11. Juli 2019 11:00 Uhr

  • Ein Gespenst geht bei Händlern um - das Gespenst heißt „Abmahnung“. Oder sind die vermeintlichen Gespenster nicht einfach nur moderne Straßenräuber? Ob Spielzeug-Warnhinweise oder AGBs - vor allem wer als stationärer Händler auch online aktiv ist, riskiert abgemahnt zu werden.

Laut einer Umfrage des Onlinedienstleisters Trusted Shops hat sich bereits jeder zweite Onlinehändler eine Abmahnung eingefangen. In der Hälfte aller Fälle mahnt ein Mitbewerber oder Schutzrechtsinhaber ab. Auf Platz zwei folgt aber beispielsweise schon der Verband IDO, vor anderen Vereinen. Kein Wunder, dass nach der Umfrage jeder zweite Händler wegen möglicher Abmahnungen um seine Existenz fürchtet.

„Das vor allem in Deutschland gebräuchliche Konzept der privaten Rechtsdurchsetzung mit Abmahnung und Unterlassungsklage ist eigentlich grundsätzlich gut. Die Alternative wäre eine behördliche Rechtsdurchsetzung mit hohen Bußgeldern, schleppenden Verfahren und weniger Fairness im Wettbewerb. Es ist deshalb richtig, dass die Wirtschaft sich selbst mit seriösen Verbänden wie zum Beispiel der Wettbewerbszentrale kontrolliert, damit es gerecht zugeht. Weil es aber in der Praxis zu häufig zum Missbrauch dieses Instruments der Abmahnmöglichkeiten kommt, sehen viele Handelsunternehmer in Abmahnungen inzwischen mitunter eher ein Geschäftsmodell, mit dem Gebühren und Aufwendungsersatzansprüche generiert werden sollen“, so Peter Schröder, Bereichsleiter Recht und Verbraucherpolitik des Handelsverband Deutschland (HDE).

Jetzt soll die Rettung kommen und das System wieder ins Lot gebracht werden: Auf Druck – vor allem auch des BVS-Dachverbandes HDE – hat sich die Bundesregierung auf einen Gesetzentwurf geeinigt, um den Abmahnmissbrauch zu stoppen.

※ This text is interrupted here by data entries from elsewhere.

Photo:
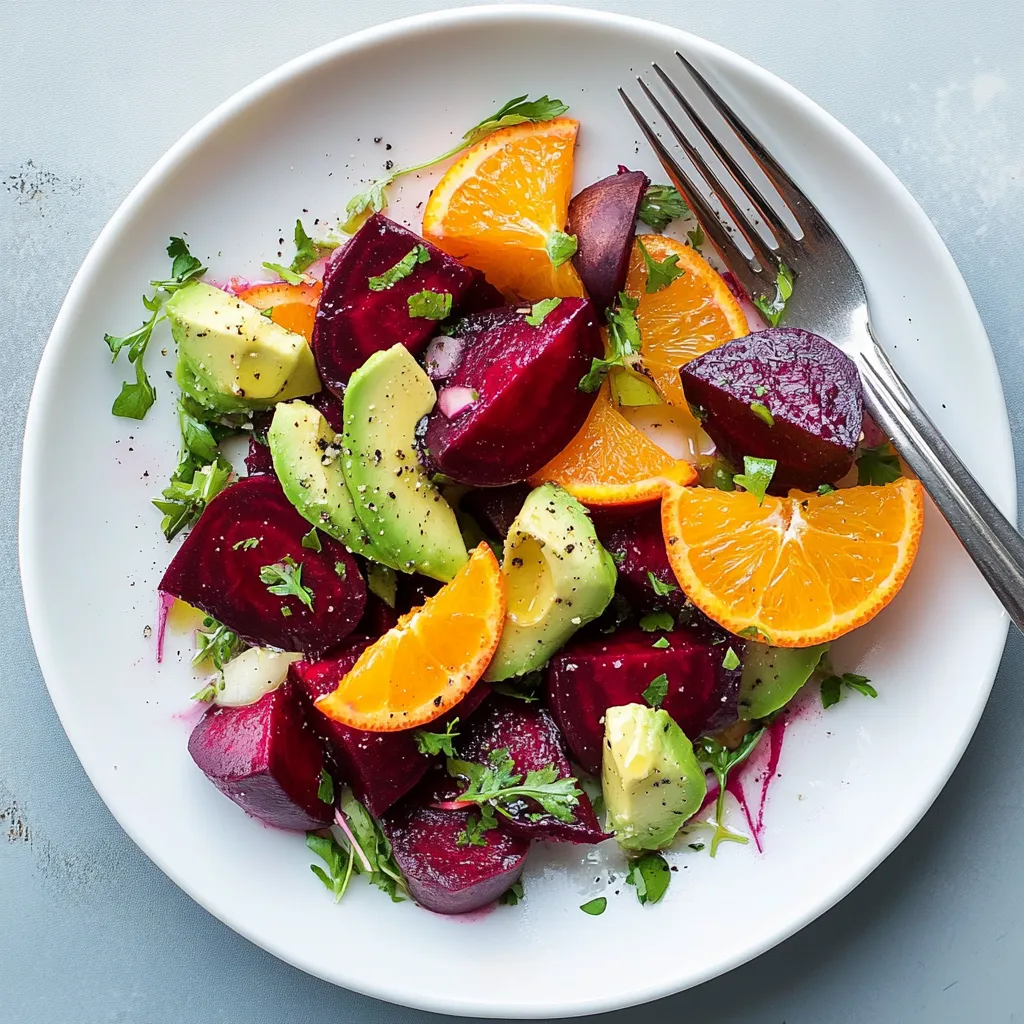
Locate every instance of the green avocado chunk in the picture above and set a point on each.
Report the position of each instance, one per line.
(230, 357)
(557, 578)
(306, 455)
(773, 675)
(650, 776)
(403, 514)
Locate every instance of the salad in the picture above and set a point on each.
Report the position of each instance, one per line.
(543, 526)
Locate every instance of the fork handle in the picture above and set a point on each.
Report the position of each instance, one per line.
(990, 540)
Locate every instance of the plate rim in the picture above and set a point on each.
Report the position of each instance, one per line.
(236, 104)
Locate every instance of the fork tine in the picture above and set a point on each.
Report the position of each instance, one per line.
(762, 252)
(749, 279)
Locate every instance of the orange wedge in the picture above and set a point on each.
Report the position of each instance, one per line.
(293, 306)
(499, 205)
(696, 312)
(794, 571)
(610, 462)
(431, 659)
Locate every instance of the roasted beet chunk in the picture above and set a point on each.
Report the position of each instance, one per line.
(354, 320)
(784, 394)
(381, 767)
(443, 872)
(529, 734)
(247, 527)
(588, 677)
(512, 402)
(603, 219)
(265, 758)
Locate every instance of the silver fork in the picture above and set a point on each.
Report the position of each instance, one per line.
(751, 231)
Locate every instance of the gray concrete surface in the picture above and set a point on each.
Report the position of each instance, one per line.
(90, 95)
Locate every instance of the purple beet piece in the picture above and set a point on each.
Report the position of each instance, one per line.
(591, 675)
(603, 219)
(266, 759)
(496, 508)
(381, 767)
(353, 321)
(442, 873)
(529, 734)
(529, 407)
(806, 388)
(217, 571)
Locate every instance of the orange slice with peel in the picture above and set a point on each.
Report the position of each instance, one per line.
(293, 306)
(431, 659)
(798, 570)
(500, 204)
(610, 462)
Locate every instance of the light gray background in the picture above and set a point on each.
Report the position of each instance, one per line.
(90, 95)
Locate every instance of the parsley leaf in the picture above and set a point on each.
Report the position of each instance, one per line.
(756, 476)
(773, 308)
(656, 690)
(284, 579)
(404, 266)
(659, 274)
(660, 205)
(430, 305)
(541, 309)
(878, 465)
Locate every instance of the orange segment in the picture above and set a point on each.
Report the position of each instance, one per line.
(498, 205)
(293, 306)
(431, 659)
(610, 462)
(798, 570)
(696, 312)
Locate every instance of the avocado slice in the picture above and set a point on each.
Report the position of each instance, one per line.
(773, 675)
(650, 776)
(306, 455)
(557, 578)
(404, 515)
(232, 358)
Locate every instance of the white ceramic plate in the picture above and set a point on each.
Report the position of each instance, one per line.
(302, 138)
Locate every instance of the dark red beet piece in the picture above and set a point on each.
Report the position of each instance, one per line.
(216, 571)
(591, 675)
(381, 767)
(442, 875)
(353, 322)
(807, 386)
(528, 407)
(603, 219)
(266, 759)
(529, 734)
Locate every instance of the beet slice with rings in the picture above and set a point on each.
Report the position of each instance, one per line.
(529, 734)
(353, 320)
(381, 767)
(442, 873)
(591, 675)
(265, 758)
(250, 525)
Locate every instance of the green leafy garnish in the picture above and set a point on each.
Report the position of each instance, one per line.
(437, 742)
(430, 305)
(560, 247)
(773, 308)
(756, 476)
(659, 274)
(660, 205)
(878, 465)
(657, 690)
(541, 309)
(721, 761)
(400, 270)
(284, 579)
(650, 876)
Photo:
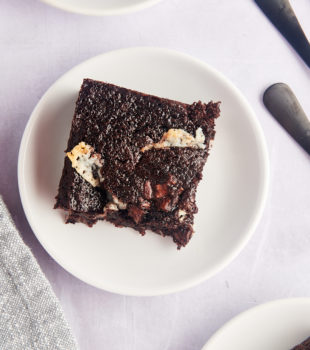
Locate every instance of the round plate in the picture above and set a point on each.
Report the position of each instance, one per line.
(230, 198)
(101, 7)
(277, 325)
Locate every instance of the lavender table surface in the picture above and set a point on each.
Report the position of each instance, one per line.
(39, 43)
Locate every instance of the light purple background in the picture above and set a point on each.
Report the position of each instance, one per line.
(39, 43)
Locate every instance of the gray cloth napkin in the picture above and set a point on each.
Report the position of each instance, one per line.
(30, 315)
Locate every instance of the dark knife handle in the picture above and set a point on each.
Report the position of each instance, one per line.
(283, 18)
(284, 106)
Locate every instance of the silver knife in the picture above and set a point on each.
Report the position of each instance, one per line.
(285, 108)
(281, 14)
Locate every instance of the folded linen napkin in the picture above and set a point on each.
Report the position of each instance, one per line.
(30, 314)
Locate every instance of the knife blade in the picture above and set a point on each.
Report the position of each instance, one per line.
(281, 102)
(281, 14)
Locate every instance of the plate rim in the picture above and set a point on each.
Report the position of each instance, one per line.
(103, 12)
(266, 305)
(199, 278)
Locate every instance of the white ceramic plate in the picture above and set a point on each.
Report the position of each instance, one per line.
(101, 7)
(277, 325)
(230, 197)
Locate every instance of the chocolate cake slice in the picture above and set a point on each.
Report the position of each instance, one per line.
(135, 160)
(305, 345)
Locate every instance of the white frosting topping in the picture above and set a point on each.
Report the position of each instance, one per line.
(86, 162)
(182, 214)
(179, 138)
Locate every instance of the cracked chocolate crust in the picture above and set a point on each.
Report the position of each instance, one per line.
(158, 186)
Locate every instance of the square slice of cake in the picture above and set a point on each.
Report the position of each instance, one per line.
(135, 160)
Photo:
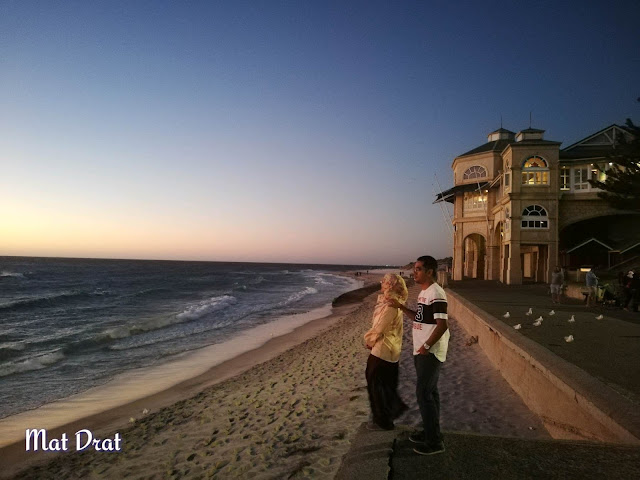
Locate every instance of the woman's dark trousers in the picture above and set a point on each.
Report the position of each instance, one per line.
(382, 385)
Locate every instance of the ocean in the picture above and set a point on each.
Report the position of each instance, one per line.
(67, 325)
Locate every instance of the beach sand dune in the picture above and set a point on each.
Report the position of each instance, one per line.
(294, 416)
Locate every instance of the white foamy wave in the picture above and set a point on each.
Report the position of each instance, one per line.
(34, 363)
(299, 295)
(205, 307)
(118, 332)
(4, 273)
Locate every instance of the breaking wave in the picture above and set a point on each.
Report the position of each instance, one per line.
(205, 307)
(34, 363)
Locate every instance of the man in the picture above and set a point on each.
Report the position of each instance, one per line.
(592, 287)
(557, 279)
(430, 343)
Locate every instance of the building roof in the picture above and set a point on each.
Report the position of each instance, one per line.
(497, 146)
(448, 195)
(503, 130)
(598, 145)
(531, 130)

Der Plan: In Zukunft sollen Abmahnverbände amtlich stärkere als bisher überprüft werden. Die „Aufwendungsersatzansprüche“ der Abmahner werden eingeschränkt. Die Möglichkeiten, durch Vertragsstrafen bei wiederholten Verstößen Geld zu verdienen, sollen begrenzt werden. Und: Abmahner dürfen sich nicht mehr das Gericht nach passenden Richtern aussuchen.